La coqueluche des dernières années, le secteur des technos (qu’on désigne aussi comme les GAFA, pour Google, Amazon, Facebook et Apple), n’a plus la cote chez nos experts. « Je pense m’en départir au cours de l’année pour me tourner vers des secteurs plus défensifs, comme les télécommunications, qui offrent plus de sécurité en période de ralentissement », dit Philippe Pratte. Même son de cloche de la part de Christine Décarie : « Des doutes sur leur modèle d’affaires, axé sur la croissance, ont émergé à la suite de la publication des derniers résultats de Facebook. L’ère des technos tire peut-être à sa fin. »
Ralentissement de la croissance oblige, on entre dans une période de réajustement. « Les industriels, comme Caterpillar, et les matières premières se font déjà malmener. La crainte : que le ralentissement de la Chine soit plus prononcé que prévu », note Stéphane Rochon. Par contre, il ne faut pas redouter un marché baissier prolongé, comme en 2008. « Car l’économie mondiale demeure solide », précise Philippe Pratte. Dans ce contexte, il faut être plus sélectif. « Puisque les comportements varieront fortement d’un secteur à l’autre, je déconseille l’achat de fonds indiciels, qui copient l’évolution d’un indice boursier », dit Stéphane Rochon. Il est plus payant de cibler des secteurs où l’on est plus sûr de gagner.
Ailleurs sur la planète
La guerre commerciale entre les États-Unis et la Chine pourrait entraîner d’importantes conséquences économiques. L’OCDE évoque une baisse de 0,5 % du PIB mondial si les États-Unis portent leurs droits de douane à 25 % sur tous les biens chinois et que la Chine réplique avec des mesures de rétorsion. L’incertitude créée par cet affrontement entraînerait aussi une baisse des investissements dans le monde. Toutefois, Philippe Pratte demeure positif : « À long terme, la conclusion d’un accord est plus que probable, les deux puissances ayant trop à perdre d’une guerre commerciale. »

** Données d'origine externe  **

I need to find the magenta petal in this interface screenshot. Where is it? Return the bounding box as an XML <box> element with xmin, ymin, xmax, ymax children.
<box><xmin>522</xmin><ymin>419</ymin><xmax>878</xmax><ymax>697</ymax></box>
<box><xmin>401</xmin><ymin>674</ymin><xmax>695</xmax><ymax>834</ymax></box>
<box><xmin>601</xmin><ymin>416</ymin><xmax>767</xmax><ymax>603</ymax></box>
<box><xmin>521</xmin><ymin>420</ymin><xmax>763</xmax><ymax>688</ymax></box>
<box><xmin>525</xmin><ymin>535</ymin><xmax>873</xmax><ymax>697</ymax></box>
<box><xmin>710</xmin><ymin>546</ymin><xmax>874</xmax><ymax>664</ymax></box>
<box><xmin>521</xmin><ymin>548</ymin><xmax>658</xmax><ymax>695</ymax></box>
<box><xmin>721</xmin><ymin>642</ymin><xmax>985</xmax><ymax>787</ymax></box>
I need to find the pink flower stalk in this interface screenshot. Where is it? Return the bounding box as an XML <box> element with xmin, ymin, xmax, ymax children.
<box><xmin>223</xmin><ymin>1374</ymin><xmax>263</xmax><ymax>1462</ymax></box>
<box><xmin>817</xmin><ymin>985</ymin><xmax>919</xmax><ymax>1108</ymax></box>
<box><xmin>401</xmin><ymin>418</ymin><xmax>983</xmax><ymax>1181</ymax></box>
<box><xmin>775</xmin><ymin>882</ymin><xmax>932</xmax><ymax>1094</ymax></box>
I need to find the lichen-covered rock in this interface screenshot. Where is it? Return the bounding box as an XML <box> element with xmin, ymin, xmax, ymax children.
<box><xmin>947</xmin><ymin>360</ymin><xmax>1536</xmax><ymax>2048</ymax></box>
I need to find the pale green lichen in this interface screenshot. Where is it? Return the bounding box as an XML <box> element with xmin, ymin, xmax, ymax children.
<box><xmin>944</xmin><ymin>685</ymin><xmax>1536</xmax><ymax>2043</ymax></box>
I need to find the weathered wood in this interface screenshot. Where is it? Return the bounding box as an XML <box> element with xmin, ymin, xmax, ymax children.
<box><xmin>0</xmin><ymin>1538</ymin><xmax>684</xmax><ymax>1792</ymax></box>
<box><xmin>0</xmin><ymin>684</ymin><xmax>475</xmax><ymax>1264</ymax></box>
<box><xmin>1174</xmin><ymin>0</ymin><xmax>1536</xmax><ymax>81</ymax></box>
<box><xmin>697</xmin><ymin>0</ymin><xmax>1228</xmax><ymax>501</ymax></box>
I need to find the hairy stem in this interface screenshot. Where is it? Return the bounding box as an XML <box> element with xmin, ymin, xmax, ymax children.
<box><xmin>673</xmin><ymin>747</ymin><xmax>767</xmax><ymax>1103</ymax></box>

En Europe, l’économie tourne toujours au ralenti, plombée par l’incertitude entourant la sortie du Royaume-Uni de l’Union européenne. « Il y a de bonnes aubaines sur les marchés européens, mais il ne faut pas craindre la volatilité », conclut Stéphane Rochon.

Cet article a été publié dans le numéro de février 2019 de L’actualité.